Be that as it may, in August 2014, Zhebrivsky was sent to the ATO zone as a simple senior sergeant as part of the Novograd-Volynsky 54th separate reconnaissance battalion. There is quite a lot of talk about this in the press. What he scouted there in Donbass is not very well known, maybe it’s a military secret. However, less than six months have passed since our “ordinary soldier” surfaced to the position of no less than the head of the anti-corruption department of the Prosecutor General’s Office. Before Pavel Ivanovich appeared there, such a department did not exist; it was invented specifically for him, simultaneously with loud statements about reducing the personnel of the supervisory body. Knowledgeable people say that Poroshenko appointed his man to this position for a reason. Allegedly, this was a springboard to the chair of the head of the National Anti-Corruption Bureau, where Pavel Zhebrivsky was supposed to sit after the promotion of several powerful corruption scandals at the very top. But then something went wrong.
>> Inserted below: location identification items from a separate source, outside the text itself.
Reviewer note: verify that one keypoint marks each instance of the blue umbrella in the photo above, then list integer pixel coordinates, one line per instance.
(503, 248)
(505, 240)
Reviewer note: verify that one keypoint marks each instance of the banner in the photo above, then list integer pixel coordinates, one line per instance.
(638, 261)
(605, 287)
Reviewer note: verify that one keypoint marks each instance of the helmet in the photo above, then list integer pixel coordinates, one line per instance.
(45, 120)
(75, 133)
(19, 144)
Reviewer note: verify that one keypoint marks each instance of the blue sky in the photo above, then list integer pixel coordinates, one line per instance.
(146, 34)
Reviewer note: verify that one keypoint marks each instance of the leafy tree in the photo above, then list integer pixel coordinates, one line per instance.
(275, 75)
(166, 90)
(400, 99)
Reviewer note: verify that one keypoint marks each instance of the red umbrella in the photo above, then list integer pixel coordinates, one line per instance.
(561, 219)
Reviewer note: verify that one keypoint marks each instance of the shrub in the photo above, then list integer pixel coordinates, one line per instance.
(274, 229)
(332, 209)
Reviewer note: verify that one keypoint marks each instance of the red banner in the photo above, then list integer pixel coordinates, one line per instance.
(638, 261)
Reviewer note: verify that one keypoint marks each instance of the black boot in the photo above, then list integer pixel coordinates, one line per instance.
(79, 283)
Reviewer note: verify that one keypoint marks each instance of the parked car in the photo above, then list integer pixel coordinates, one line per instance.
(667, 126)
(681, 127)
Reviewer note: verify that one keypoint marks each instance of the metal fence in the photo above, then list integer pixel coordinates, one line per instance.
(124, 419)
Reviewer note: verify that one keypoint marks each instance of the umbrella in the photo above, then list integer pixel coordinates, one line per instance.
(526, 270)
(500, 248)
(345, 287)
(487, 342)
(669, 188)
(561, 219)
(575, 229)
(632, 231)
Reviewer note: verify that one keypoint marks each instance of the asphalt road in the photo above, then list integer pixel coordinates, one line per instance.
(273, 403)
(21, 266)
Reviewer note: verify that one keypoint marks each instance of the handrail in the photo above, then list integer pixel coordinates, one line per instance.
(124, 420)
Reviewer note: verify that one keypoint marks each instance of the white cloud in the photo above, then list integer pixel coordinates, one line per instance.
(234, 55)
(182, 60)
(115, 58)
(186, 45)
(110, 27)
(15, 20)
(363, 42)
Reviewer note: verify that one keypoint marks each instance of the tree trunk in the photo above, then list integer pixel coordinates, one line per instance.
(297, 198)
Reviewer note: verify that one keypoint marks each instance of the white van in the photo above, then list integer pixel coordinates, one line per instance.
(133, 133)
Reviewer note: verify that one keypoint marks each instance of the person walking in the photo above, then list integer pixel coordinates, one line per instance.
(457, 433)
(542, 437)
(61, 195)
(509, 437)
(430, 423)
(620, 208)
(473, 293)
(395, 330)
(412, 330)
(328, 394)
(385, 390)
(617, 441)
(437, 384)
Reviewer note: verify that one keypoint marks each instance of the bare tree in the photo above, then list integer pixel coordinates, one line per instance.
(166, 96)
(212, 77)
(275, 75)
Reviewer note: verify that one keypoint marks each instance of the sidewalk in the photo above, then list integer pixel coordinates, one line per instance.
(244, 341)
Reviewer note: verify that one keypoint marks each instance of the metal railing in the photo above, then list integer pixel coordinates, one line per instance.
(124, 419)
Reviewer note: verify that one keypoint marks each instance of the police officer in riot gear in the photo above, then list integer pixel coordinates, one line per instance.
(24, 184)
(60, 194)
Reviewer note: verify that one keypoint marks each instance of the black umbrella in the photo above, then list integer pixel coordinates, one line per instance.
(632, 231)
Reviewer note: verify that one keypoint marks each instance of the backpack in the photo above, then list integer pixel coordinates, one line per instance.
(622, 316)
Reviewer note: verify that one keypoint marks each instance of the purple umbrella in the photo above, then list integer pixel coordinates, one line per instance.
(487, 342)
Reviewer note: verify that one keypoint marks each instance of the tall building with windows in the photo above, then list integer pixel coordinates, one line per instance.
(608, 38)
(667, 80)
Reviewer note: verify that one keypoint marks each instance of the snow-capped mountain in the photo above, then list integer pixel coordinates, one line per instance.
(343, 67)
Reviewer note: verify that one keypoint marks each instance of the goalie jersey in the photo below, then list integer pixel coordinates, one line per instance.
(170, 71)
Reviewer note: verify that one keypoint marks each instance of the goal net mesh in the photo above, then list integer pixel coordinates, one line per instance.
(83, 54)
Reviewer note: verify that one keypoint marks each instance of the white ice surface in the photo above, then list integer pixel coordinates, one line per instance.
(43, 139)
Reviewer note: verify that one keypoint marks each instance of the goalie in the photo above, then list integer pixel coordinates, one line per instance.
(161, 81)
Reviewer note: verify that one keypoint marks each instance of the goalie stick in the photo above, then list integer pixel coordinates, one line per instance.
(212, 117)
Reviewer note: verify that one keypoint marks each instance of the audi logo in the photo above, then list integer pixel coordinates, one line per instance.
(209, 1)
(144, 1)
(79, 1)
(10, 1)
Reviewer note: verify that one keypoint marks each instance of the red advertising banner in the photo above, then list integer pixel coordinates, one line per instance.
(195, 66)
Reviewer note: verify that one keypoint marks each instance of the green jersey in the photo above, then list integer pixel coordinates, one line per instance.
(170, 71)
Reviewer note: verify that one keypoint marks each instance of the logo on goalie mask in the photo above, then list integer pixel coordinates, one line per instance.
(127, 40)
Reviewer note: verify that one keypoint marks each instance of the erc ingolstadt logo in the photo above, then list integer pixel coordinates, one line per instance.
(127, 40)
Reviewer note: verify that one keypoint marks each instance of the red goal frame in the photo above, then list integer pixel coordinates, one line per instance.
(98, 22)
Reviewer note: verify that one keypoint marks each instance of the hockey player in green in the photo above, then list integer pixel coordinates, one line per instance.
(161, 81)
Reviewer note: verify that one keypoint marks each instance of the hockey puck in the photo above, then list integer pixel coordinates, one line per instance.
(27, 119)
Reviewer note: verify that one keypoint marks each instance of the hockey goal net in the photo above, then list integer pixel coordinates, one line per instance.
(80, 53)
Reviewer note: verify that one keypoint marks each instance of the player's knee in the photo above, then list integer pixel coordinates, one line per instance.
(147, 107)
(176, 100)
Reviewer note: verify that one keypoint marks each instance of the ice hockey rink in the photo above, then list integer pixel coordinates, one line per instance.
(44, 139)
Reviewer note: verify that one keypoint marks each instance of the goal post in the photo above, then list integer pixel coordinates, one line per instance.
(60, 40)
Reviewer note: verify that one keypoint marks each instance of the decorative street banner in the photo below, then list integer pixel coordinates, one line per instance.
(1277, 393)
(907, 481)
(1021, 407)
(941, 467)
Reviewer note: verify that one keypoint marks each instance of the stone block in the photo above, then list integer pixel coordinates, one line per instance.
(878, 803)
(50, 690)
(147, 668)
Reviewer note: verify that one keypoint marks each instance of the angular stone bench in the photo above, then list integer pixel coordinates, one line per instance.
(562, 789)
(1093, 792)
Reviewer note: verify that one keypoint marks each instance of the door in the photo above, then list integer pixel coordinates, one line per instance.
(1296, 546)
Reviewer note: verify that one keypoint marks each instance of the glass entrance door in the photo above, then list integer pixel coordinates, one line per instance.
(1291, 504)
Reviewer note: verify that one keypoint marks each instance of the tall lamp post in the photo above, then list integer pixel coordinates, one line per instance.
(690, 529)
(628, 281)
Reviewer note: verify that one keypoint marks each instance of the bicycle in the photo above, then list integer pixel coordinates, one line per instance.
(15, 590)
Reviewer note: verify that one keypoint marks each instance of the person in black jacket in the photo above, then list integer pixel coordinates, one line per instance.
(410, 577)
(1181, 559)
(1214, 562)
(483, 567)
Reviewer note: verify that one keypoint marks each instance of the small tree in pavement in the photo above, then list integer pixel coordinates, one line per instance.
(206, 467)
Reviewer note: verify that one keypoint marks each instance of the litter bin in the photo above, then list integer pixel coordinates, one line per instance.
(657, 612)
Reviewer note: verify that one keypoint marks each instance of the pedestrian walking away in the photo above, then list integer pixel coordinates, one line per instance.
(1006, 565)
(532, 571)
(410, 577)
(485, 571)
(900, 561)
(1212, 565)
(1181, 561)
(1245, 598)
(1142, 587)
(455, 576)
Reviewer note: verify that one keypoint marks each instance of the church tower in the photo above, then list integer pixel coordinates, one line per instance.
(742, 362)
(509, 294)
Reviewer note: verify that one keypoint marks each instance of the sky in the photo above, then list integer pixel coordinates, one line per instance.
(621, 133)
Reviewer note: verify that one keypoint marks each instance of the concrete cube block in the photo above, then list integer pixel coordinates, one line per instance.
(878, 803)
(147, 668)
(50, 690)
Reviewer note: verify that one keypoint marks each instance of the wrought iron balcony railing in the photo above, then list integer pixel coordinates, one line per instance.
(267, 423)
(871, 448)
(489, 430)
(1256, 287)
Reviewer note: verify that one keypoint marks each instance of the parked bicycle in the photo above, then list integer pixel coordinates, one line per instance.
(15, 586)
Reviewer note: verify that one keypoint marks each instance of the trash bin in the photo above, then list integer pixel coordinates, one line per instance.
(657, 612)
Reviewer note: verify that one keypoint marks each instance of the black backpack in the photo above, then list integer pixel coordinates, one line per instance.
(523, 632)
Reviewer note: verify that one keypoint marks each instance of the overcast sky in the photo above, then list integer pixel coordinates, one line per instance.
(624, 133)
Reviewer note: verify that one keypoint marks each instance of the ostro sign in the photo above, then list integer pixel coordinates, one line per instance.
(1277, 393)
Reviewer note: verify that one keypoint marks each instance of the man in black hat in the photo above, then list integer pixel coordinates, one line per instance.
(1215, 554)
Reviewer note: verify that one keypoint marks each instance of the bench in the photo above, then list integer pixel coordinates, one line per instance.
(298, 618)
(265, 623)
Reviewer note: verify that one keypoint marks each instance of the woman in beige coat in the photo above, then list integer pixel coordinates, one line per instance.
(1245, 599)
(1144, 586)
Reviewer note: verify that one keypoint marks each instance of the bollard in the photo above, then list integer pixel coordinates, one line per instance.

Either he had to wait too long for the position of head of the NAB, and his appointment was under indecently close attention of the public, including the world. Either Pyotr Alekseevich has too short a bench. In general, Pavel Zhebrivsky was appointed to the Donetsk region as governor-general, that is, the head of the regional military-civil administration. Where he is still found today. Its main functions are the fight against smuggling and ensuring life in the front-line area. Little is heard about successes in the domain entrusted to him by the state. Much less than from neighboring Lugansk, where former volunteer Georgy Tuka holds a similar position. However, he is pursuing the policy of the president who put him there correctly and consistently.

Only recently, with the direct participation of Pavel Ivanovich, Peski and Shirokino were commissioned, because this is exactly what Pyotr Alekseevich promised in Minsk. Elections were canceled in some areas of the Donetsk region, because obviously in these areas they will not vote for the BPP, so it’s better not to vote at all. He announced the formation of a “new elite” of Donbass, obviously loyal to himself and the President. He also publicly stated that it would not be possible to completely stop the flow of smuggling (apparently, this is a good income for everyone). So, apparently, Pavel Zhebrivsky will govern the region for a long time. After all, after devastation and war will come restoration and rehabilitation of the region. And this business is profitable both for him and for his sister, who will be able to help the region with medicines. Not for free, of course.